The work began with a conference with CarMax senior management on Oct. 14, North said. The team then worked on its report until Jan. 29 and found out it was chosen to move on to the oral presentation on Feb. 26. It then continued on to the North American regional competition in New York City on March 17 and 18.
"The team put in a tremendous amount of time into the research report," North said. "[They were also] very poised in their presentation."
The students worked well as a team and were able to find good information, Gramolini said. One team weakness was the oral presentation because the team members thought they had 15 minutes but only had 10, so they had to cut it down at the last minute.
"It was six months of work and to get it into 10 minutes was really tough, but we were all satisfied," she said.
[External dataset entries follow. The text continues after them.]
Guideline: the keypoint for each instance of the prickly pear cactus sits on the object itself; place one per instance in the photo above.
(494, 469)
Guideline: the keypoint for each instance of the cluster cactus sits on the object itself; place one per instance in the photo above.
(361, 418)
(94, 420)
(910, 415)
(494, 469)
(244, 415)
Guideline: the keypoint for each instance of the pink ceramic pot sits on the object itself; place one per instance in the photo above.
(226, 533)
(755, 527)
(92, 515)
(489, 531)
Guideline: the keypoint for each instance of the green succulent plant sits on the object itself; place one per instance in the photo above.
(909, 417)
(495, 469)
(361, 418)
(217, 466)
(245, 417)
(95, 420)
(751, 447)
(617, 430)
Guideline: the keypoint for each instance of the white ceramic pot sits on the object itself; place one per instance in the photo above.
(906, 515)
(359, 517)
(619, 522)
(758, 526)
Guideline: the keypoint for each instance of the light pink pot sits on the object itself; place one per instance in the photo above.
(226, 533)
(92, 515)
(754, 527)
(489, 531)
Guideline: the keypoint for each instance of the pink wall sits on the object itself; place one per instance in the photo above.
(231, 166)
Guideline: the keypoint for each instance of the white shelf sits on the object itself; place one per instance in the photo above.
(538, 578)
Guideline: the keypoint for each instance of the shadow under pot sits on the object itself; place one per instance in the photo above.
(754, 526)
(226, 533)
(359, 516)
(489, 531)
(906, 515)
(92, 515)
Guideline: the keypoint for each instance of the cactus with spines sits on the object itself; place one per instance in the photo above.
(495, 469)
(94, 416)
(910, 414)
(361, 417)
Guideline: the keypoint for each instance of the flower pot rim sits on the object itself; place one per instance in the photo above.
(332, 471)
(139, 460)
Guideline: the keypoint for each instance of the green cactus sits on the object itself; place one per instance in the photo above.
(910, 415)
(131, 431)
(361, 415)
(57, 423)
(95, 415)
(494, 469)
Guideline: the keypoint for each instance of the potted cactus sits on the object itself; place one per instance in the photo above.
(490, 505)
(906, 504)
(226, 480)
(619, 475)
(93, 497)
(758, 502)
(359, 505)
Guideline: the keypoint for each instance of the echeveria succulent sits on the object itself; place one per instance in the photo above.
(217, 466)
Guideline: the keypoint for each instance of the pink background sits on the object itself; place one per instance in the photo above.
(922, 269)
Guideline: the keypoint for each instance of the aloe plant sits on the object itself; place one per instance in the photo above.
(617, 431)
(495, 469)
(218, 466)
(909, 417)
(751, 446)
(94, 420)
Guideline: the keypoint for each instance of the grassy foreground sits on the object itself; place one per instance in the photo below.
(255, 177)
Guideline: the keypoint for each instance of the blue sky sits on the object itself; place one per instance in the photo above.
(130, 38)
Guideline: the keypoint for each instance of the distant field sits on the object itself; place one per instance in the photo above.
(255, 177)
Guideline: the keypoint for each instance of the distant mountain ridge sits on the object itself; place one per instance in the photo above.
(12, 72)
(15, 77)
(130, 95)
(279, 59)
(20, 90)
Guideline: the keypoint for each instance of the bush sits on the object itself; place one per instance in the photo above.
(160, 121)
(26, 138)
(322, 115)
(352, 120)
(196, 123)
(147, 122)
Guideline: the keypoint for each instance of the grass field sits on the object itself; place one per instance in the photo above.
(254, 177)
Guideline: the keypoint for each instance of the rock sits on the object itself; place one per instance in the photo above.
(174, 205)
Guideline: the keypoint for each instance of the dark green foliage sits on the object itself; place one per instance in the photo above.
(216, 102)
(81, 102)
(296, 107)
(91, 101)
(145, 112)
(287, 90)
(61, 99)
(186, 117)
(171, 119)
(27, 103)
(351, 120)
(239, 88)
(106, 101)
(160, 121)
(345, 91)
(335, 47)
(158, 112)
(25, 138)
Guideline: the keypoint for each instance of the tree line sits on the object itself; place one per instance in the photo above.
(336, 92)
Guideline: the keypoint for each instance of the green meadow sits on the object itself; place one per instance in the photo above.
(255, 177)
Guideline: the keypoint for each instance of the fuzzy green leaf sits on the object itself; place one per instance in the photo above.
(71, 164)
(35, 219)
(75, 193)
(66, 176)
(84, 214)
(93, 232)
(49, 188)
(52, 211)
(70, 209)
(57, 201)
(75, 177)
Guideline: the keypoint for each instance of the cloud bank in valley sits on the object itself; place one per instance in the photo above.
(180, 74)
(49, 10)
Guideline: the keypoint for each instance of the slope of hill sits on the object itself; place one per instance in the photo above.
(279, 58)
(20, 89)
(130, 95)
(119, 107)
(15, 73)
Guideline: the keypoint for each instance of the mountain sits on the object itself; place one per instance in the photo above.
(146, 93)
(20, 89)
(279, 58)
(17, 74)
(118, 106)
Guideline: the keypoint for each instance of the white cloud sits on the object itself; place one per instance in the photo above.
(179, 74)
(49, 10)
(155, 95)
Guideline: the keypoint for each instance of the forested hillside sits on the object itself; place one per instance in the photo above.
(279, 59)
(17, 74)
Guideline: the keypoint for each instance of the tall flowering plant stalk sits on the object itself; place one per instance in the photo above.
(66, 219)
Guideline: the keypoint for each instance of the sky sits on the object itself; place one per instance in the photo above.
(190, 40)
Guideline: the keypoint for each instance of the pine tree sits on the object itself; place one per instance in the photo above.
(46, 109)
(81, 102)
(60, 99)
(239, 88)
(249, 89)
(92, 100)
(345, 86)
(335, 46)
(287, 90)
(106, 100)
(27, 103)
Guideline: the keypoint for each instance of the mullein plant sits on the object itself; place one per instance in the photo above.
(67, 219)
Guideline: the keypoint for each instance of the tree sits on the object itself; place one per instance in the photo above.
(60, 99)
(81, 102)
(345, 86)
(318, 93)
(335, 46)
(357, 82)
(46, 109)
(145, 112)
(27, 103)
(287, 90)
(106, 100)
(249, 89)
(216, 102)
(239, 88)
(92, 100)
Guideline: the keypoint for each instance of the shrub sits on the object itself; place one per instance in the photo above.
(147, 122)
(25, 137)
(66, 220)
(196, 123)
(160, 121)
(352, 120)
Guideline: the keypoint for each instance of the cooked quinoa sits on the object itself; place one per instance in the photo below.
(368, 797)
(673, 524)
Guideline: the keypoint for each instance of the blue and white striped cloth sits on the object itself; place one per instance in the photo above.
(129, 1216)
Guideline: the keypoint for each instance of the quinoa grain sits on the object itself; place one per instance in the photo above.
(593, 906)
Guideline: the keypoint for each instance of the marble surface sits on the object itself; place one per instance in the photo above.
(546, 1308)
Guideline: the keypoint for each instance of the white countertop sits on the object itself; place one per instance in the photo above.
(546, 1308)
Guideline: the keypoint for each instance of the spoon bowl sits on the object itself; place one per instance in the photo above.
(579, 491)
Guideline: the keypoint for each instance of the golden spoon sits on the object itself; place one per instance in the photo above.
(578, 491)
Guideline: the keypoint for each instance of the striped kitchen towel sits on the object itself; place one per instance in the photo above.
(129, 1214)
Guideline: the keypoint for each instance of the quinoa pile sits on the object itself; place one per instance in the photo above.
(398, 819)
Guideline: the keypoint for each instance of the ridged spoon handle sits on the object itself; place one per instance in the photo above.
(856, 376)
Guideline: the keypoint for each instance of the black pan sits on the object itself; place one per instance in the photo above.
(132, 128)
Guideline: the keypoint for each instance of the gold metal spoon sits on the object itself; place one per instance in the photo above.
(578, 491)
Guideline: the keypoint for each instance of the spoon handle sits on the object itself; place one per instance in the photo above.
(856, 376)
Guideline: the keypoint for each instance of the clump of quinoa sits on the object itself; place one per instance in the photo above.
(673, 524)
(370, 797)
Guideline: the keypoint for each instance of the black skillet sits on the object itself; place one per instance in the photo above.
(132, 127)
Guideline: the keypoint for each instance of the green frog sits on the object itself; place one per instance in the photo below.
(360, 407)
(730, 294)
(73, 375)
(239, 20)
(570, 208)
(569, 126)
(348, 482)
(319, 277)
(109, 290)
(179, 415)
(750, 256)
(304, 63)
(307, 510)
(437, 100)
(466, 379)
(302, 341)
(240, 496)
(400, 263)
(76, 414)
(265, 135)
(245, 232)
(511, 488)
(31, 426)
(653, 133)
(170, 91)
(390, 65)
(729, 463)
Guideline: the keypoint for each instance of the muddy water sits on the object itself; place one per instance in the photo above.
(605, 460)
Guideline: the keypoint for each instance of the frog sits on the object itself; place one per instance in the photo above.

"This whole procedure is something that cannot be replicated in a classroom environment," North said.
"We had the opportunity to basically walk in the shoes of a research analyst on Wall Street," O'Brien said. "It wasn't like talking to another student, so we could use the entire vocabulary of an analyst. It did a very good job encouraging us to behave the way we would on Wall Street. I think that was the most interesting part of the challenge."
The team has not gotten any feedback from New York yet.
"I was hoping to see what we should have done differently," O'Brien said.
The work helped prepare the students for future jobs, he said, because many investment banks approach analysis the same way the team did.